Despite a find that scientists say has a one in two million chance, a lifelong fisherman threw the ultra-rare, all-blue crustacean into the ocean.
A fisherman was left stunned after pulling an incredibly rare blue lobster out of the ocean.
Stuart Brown, 28, from Bangor, County Down, Northern Ireland, said the capture was “a surprise to everyone”.
The remarkable creature was found near Blackhead Lighthouse after it was raised in a pot on the north shore of the lake.
However, the lobster was too small to keep, so he was forced to return it to the water once he took his photographs.

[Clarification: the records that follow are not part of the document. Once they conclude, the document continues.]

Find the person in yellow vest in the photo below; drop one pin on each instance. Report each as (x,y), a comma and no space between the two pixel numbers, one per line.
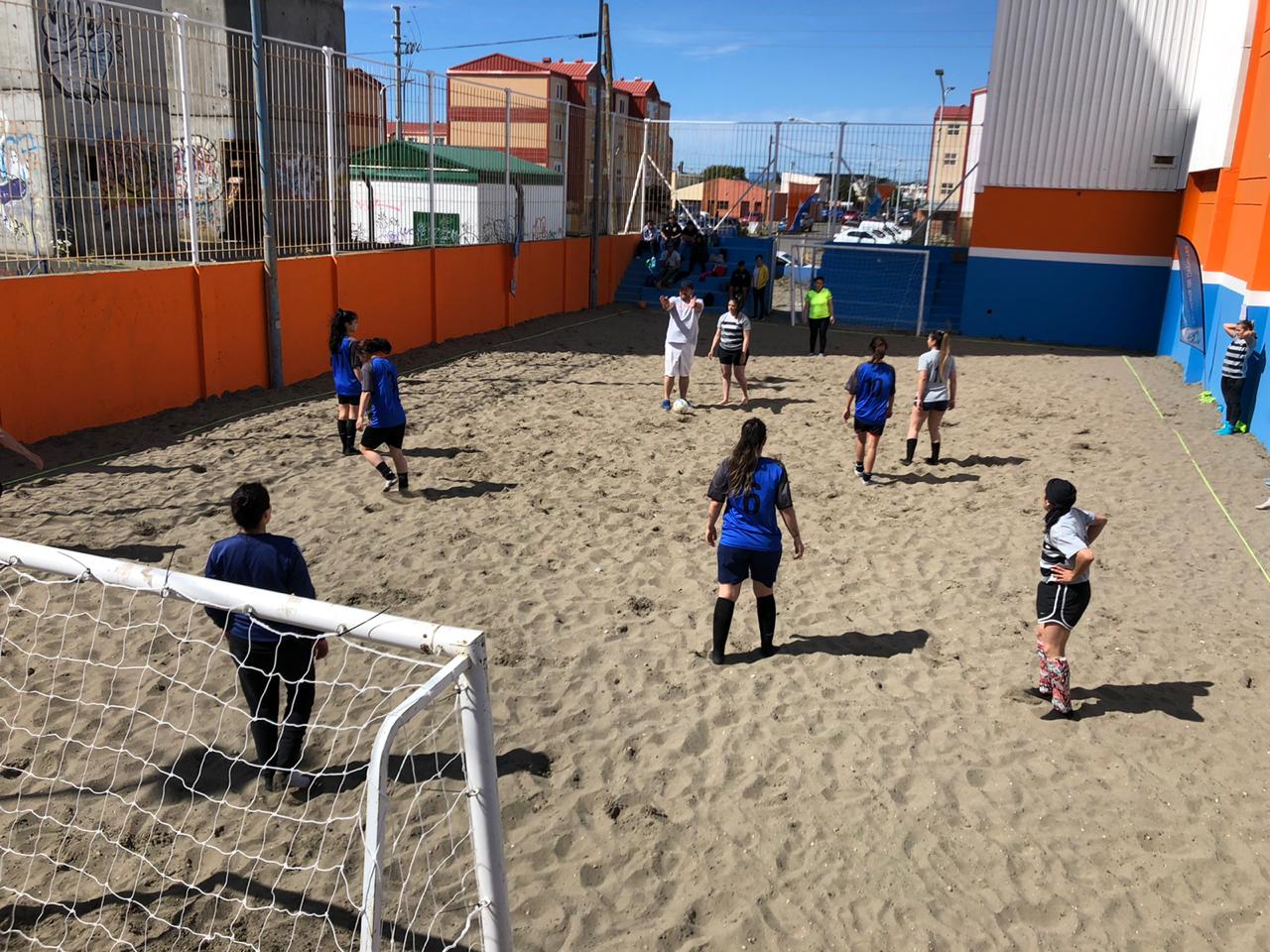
(761,276)
(820,315)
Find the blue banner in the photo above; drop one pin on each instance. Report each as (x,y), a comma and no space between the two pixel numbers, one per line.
(1192,325)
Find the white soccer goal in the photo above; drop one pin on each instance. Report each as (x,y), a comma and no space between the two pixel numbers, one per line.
(132,814)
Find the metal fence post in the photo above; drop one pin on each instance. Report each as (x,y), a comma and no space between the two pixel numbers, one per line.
(774,181)
(564,226)
(432,171)
(329,63)
(183,77)
(837,164)
(507,160)
(264,162)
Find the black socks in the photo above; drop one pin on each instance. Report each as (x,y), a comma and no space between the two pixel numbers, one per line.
(722,625)
(766,625)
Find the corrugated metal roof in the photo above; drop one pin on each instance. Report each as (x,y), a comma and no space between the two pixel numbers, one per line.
(1086,93)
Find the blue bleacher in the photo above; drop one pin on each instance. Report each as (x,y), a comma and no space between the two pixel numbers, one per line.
(633,285)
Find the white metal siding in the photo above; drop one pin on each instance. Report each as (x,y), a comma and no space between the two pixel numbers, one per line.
(1083,93)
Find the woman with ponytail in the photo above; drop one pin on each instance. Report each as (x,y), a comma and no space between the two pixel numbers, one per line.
(1064,592)
(753,488)
(937,393)
(348,385)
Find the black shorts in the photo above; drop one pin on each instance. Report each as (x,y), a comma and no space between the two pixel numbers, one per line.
(735,565)
(375,435)
(1062,604)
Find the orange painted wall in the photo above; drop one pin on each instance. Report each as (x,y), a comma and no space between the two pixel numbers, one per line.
(1087,221)
(393,298)
(128,344)
(232,320)
(471,290)
(112,347)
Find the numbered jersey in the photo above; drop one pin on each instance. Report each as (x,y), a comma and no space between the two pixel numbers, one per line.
(749,520)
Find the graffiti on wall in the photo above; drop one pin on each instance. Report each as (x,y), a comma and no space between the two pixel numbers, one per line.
(80,45)
(132,175)
(19,154)
(204,181)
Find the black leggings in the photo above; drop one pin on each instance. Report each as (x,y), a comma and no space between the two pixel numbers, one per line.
(820,327)
(263,667)
(1232,393)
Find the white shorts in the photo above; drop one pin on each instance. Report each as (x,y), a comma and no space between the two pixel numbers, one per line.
(679,359)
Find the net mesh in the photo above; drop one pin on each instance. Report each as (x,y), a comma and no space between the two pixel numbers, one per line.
(134,815)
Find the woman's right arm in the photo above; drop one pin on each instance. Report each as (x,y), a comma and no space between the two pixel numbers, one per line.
(790,518)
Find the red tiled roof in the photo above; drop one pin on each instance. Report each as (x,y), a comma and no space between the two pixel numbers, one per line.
(636,86)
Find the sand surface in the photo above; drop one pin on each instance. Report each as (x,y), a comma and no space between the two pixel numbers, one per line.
(883,782)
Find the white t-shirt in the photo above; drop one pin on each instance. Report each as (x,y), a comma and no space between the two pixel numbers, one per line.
(685,321)
(937,385)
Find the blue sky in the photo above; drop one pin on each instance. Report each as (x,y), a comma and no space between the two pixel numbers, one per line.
(821,60)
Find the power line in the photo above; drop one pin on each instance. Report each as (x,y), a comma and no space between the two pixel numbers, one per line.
(495,42)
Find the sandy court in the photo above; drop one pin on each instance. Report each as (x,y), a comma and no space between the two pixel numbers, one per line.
(883,782)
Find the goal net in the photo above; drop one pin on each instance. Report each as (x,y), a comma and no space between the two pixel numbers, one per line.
(134,811)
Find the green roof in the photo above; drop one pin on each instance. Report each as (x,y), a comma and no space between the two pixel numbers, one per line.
(399,159)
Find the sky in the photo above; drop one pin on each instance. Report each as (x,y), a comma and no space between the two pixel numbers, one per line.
(821,60)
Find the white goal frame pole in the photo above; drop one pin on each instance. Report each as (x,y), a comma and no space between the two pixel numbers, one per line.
(377,797)
(270,606)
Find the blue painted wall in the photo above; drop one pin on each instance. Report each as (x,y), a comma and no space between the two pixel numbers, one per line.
(1220,306)
(1066,302)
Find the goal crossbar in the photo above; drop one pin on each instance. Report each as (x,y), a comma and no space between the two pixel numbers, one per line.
(270,606)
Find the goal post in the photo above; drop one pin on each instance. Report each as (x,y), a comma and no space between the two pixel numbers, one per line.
(125,816)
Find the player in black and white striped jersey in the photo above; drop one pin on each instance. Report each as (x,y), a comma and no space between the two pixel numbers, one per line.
(731,344)
(1064,592)
(1234,371)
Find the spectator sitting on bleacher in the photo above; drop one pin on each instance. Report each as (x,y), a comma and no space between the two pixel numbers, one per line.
(738,285)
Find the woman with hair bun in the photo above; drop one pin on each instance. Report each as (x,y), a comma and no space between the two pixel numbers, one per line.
(754,489)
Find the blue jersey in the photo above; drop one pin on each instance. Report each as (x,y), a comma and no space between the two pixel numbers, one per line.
(873,385)
(379,380)
(341,368)
(749,521)
(263,561)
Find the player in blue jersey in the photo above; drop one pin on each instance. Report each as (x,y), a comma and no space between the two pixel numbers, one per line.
(343,367)
(871,393)
(753,488)
(268,656)
(380,414)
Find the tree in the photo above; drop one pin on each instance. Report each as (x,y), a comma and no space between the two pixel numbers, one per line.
(722,172)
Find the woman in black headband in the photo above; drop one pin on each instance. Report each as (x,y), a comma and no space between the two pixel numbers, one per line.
(1064,593)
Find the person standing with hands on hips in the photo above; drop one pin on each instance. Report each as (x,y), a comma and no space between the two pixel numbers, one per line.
(820,315)
(681,339)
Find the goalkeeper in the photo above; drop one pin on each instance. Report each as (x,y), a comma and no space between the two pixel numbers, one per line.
(268,656)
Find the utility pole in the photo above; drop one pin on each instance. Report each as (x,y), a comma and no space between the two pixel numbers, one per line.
(597,159)
(400,49)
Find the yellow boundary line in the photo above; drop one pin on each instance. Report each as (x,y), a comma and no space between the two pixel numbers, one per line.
(1201,471)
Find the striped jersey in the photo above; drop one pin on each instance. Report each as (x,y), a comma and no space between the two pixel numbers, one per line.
(1061,543)
(1236,361)
(731,330)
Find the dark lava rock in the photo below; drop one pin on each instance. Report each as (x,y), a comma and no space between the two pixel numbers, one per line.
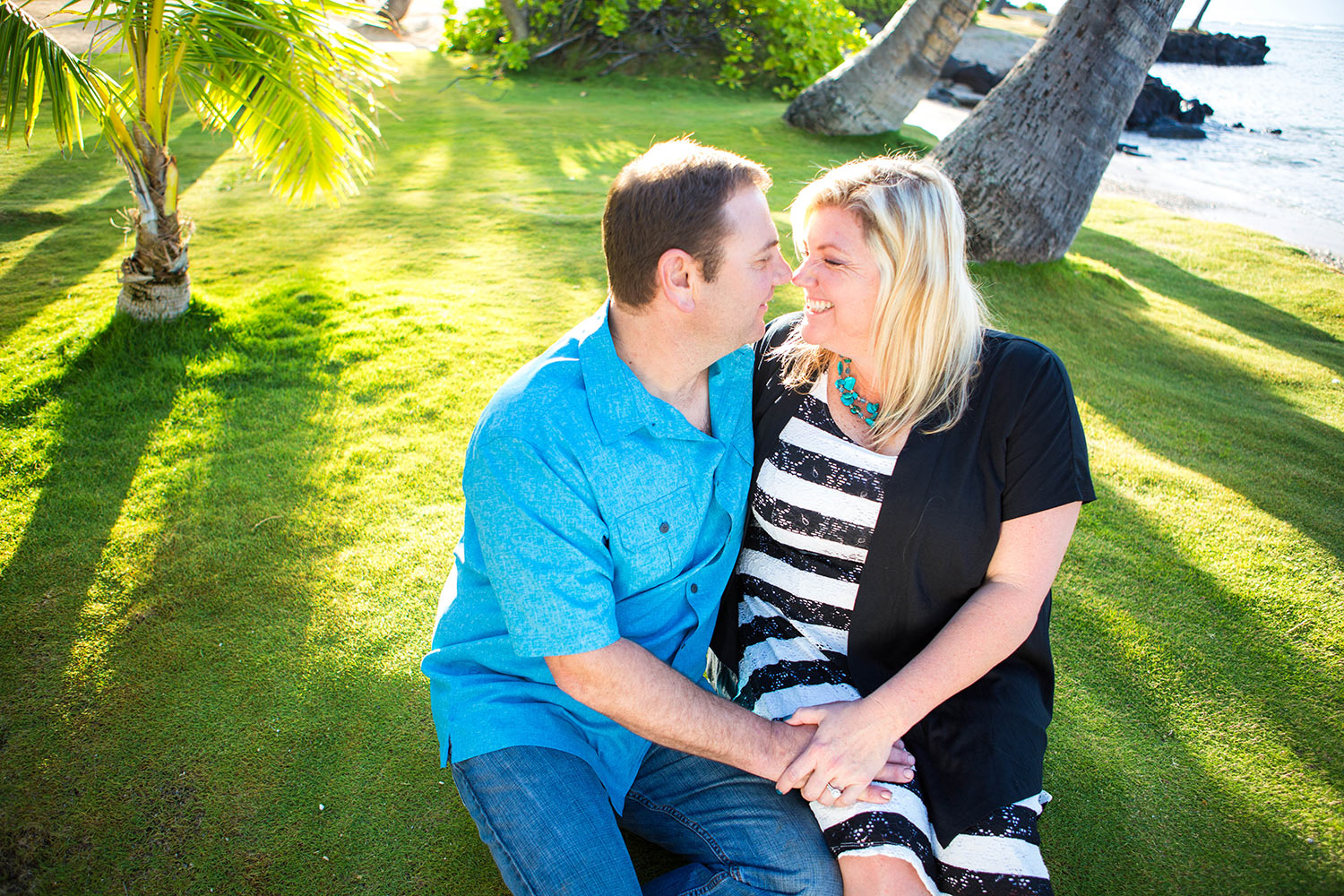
(1159,101)
(1214,48)
(1168,129)
(978,77)
(952,67)
(972,74)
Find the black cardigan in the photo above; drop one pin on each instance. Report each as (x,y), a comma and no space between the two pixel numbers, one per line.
(1018,449)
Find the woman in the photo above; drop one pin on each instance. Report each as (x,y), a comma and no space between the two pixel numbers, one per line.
(918,478)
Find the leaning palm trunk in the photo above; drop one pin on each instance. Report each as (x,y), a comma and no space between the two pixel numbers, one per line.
(876,88)
(1027,161)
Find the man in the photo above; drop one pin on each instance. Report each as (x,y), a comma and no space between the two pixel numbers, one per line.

He said: “He’s still in the lake somewhere, swimming around as happy as can be. Hopefully, if someone else catches it, they’ll return it too.”
His boat was in deep water at the time of capture, between 15 and 18 meters.
Describing the find, he said: “I slid the pot towards the crew member who picked it up and made a comment: ‘That’s very blue.’
“I looked at him and said, ‘Yeah, no problem.’ But then I looked at it again and said, ‘That’s too blue.'”
Already a veteran fisherman who started when he was 11, he added: “There were lobsters out there that don’t look normal, they would be a little browner or redder, something different with them, but nothing that extreme.
“I Googled it to see how rare it was, and I had a one in two million chance of catching it.”
The shareholder in the entire County Down seafood company said it was now one of the “strange and wonderful things” found in the ocean that he could tick off his list.
Genetic differences can cause some lobsters to be a different color than the more commonly found brown or red variety.
The difference means that certain proteins are made at different rates than others.
Scientists estimate the chance of catching a blue lobster is one in two million, meaning it really was Stuart’s lucky day.